In addition to Weibo, there is also WeChat
Please pay attention
WeChat public account
Shulou
2025-01-19 Update From: SLTechnology News&Howtos shulou NAV: SLTechnology News&Howtos > Database >
Share
Shulou(Shulou.com)05/31 Report--
What are the MySQL database specifications? in view of this problem, this article introduces the corresponding analysis and solutions in detail, hoping to help more partners who want to solve this problem to find a more simple and feasible way.
1. Database command specification
All database object names must be in lowercase letters and separated by underscores
The MySQL reserved keyword is prohibited for all database object names (if the table name contains a keyword query, it needs to be enclosed in single quotation marks)
The naming of database objects should be sensible and should not exceed 32 characters.
Temporary database tables must be prefixed with tmp_ and suffixed with date, and backup tables must be prefixed with bak_ and suffixed with date (timestamp)
All column names and column types that store the same data must be the same (usually as associated columns.
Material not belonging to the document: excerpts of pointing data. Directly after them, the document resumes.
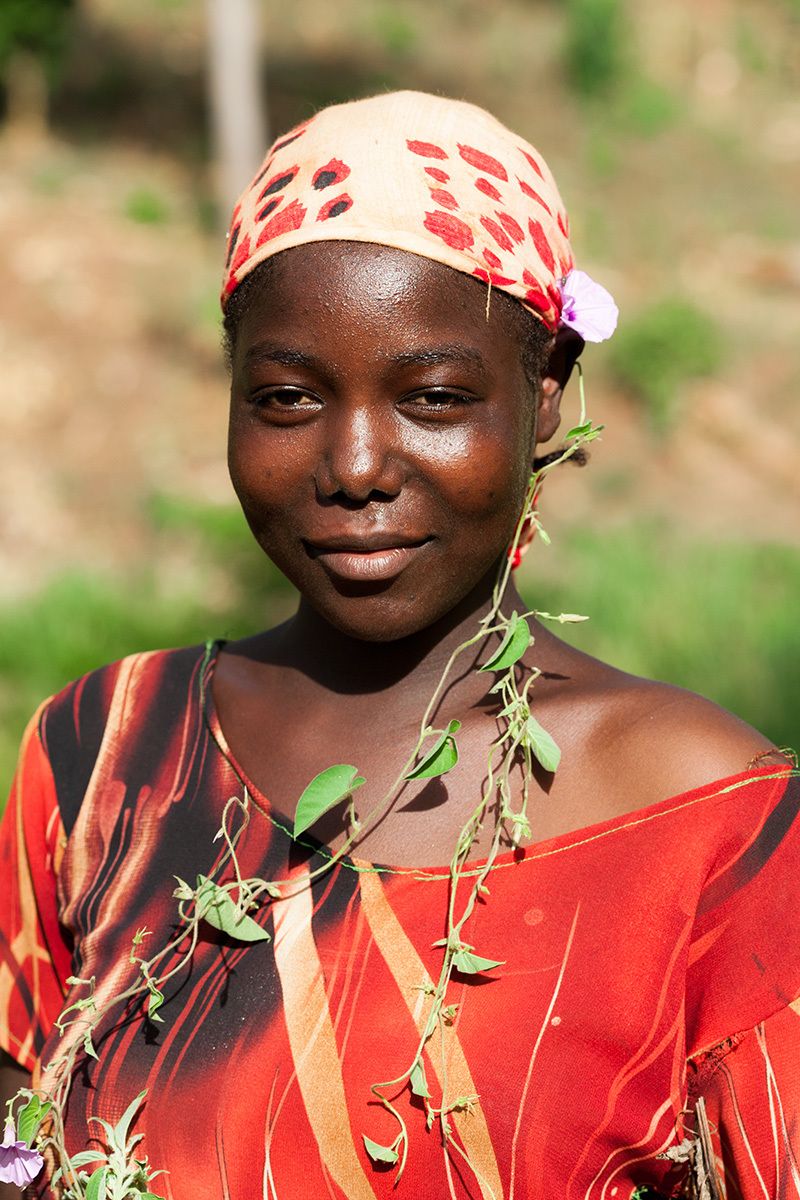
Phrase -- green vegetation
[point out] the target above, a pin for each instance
(146, 207)
(34, 27)
(715, 618)
(656, 352)
(595, 46)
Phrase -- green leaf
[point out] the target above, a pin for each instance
(512, 647)
(441, 759)
(379, 1153)
(417, 1081)
(218, 910)
(579, 431)
(473, 964)
(542, 744)
(155, 1000)
(96, 1186)
(328, 789)
(30, 1119)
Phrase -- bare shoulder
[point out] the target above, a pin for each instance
(674, 738)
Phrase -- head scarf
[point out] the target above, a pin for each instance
(439, 178)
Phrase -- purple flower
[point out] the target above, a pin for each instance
(588, 307)
(18, 1163)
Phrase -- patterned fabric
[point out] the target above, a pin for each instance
(434, 177)
(647, 960)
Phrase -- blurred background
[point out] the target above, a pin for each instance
(674, 133)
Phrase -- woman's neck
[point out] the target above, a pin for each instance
(346, 665)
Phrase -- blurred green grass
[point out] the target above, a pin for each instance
(719, 618)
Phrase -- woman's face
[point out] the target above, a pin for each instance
(382, 433)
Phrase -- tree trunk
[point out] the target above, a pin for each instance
(238, 112)
(25, 96)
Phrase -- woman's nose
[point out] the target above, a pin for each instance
(361, 456)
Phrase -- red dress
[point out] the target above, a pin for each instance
(647, 960)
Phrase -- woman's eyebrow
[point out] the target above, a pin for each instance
(439, 354)
(265, 352)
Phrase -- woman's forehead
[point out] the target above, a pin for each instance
(336, 282)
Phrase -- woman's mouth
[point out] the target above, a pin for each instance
(362, 561)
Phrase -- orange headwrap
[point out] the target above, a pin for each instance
(439, 178)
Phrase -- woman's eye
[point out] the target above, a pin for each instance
(439, 400)
(286, 400)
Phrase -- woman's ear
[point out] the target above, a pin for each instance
(566, 349)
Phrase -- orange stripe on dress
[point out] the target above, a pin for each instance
(408, 969)
(313, 1042)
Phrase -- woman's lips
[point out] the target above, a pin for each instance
(367, 565)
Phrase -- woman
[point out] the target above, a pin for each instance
(594, 995)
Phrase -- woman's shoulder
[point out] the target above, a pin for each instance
(648, 741)
(94, 693)
(138, 696)
(678, 739)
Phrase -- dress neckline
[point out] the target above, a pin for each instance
(572, 839)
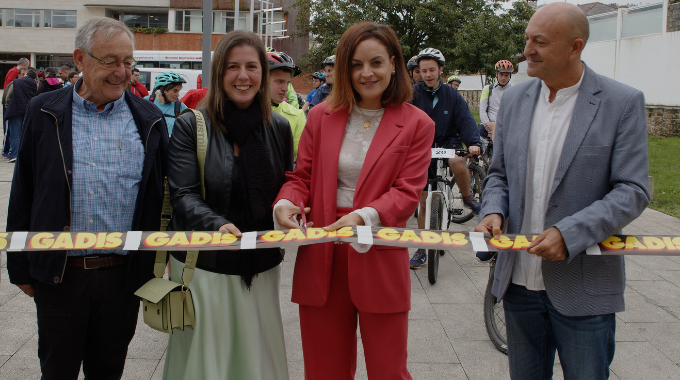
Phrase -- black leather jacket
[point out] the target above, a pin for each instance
(192, 212)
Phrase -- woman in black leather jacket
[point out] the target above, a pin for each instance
(238, 332)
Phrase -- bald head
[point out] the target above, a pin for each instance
(571, 19)
(555, 38)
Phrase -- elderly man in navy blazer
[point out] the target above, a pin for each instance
(570, 167)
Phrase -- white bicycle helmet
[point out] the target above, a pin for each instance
(431, 53)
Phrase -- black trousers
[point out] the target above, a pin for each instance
(86, 319)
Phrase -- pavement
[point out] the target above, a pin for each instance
(447, 337)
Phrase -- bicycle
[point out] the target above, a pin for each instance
(494, 316)
(444, 200)
(458, 212)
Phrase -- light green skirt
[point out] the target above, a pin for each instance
(239, 332)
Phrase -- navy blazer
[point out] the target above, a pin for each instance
(600, 186)
(40, 198)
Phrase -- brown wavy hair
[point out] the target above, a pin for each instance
(216, 97)
(343, 95)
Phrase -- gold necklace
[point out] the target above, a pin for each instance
(367, 122)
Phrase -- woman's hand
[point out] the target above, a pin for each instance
(352, 219)
(231, 228)
(285, 216)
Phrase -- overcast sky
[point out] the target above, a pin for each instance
(541, 2)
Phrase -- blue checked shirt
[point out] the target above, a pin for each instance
(108, 157)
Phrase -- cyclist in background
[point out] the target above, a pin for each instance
(318, 78)
(453, 81)
(281, 72)
(165, 96)
(491, 98)
(453, 123)
(414, 70)
(325, 89)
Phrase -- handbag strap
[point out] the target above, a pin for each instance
(166, 213)
(201, 150)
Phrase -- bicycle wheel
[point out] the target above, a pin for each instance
(435, 224)
(459, 213)
(494, 316)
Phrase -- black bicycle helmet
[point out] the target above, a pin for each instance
(412, 63)
(282, 61)
(319, 76)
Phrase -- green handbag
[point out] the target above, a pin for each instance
(167, 304)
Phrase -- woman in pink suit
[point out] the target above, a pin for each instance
(362, 160)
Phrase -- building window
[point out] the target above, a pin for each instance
(27, 18)
(272, 23)
(64, 19)
(189, 21)
(223, 22)
(146, 20)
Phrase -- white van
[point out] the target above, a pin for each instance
(147, 75)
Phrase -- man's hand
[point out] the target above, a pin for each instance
(285, 216)
(231, 228)
(29, 289)
(549, 245)
(490, 224)
(347, 220)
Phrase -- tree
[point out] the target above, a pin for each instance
(491, 37)
(417, 23)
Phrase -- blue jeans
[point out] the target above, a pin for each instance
(536, 329)
(5, 141)
(14, 135)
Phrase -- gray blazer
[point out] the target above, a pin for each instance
(600, 186)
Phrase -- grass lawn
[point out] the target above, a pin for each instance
(664, 166)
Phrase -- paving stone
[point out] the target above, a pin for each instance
(481, 360)
(660, 293)
(639, 309)
(664, 336)
(479, 275)
(20, 368)
(452, 286)
(437, 371)
(462, 321)
(428, 343)
(640, 360)
(628, 332)
(636, 272)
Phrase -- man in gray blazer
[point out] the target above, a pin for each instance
(569, 167)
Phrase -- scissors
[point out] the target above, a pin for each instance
(302, 216)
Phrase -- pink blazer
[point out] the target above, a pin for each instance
(391, 180)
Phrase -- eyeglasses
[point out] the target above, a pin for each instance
(115, 64)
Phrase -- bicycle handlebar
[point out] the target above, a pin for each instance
(449, 153)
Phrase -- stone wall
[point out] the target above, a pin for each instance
(673, 18)
(661, 120)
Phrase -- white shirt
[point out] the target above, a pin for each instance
(549, 126)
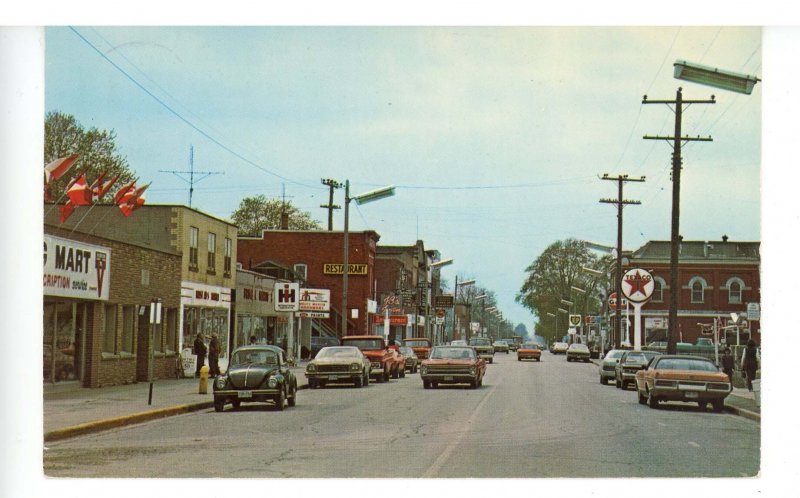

If the associated column types are inconsistent during the query, the data type will be implicitly converted automatically, which will invalidate the index on the column and reduce the query efficiency.)
II. Basic design specification of database
1. All tables must use the Innodb storage engine
When there are no special requirements (such as column storage, storage space data, etc.) that cannot be met by Innodb, all tables must use the Innodb storage engine (Myisam,5.6 is used by default before MySQL5.5 and then Innodb by default) Innodb to support transactions, support row-level locking, better recovery, and better performance under high concurrency.
two。 UTF8 is used in the character set of database and table.
The compatibility is better, the unified character set can avoid the garbled code caused by character set conversion, and the conversion of different character sets before comparison will cause index invalidation.
3. All tables and fields need to be commented
Use comment clauses to add comments for tables and columns to maintain data dictionaries from the start
4. Try to control the amount of data in a single table. It is recommended to control it within 5 million.
5 million is not the limitation of MySQL database, too much conference will cause great problems in table structure modification, backup and recovery.
The amount of data can be controlled by means of historical data archiving (applied to log data), sub-database and table (applied to business data), etc.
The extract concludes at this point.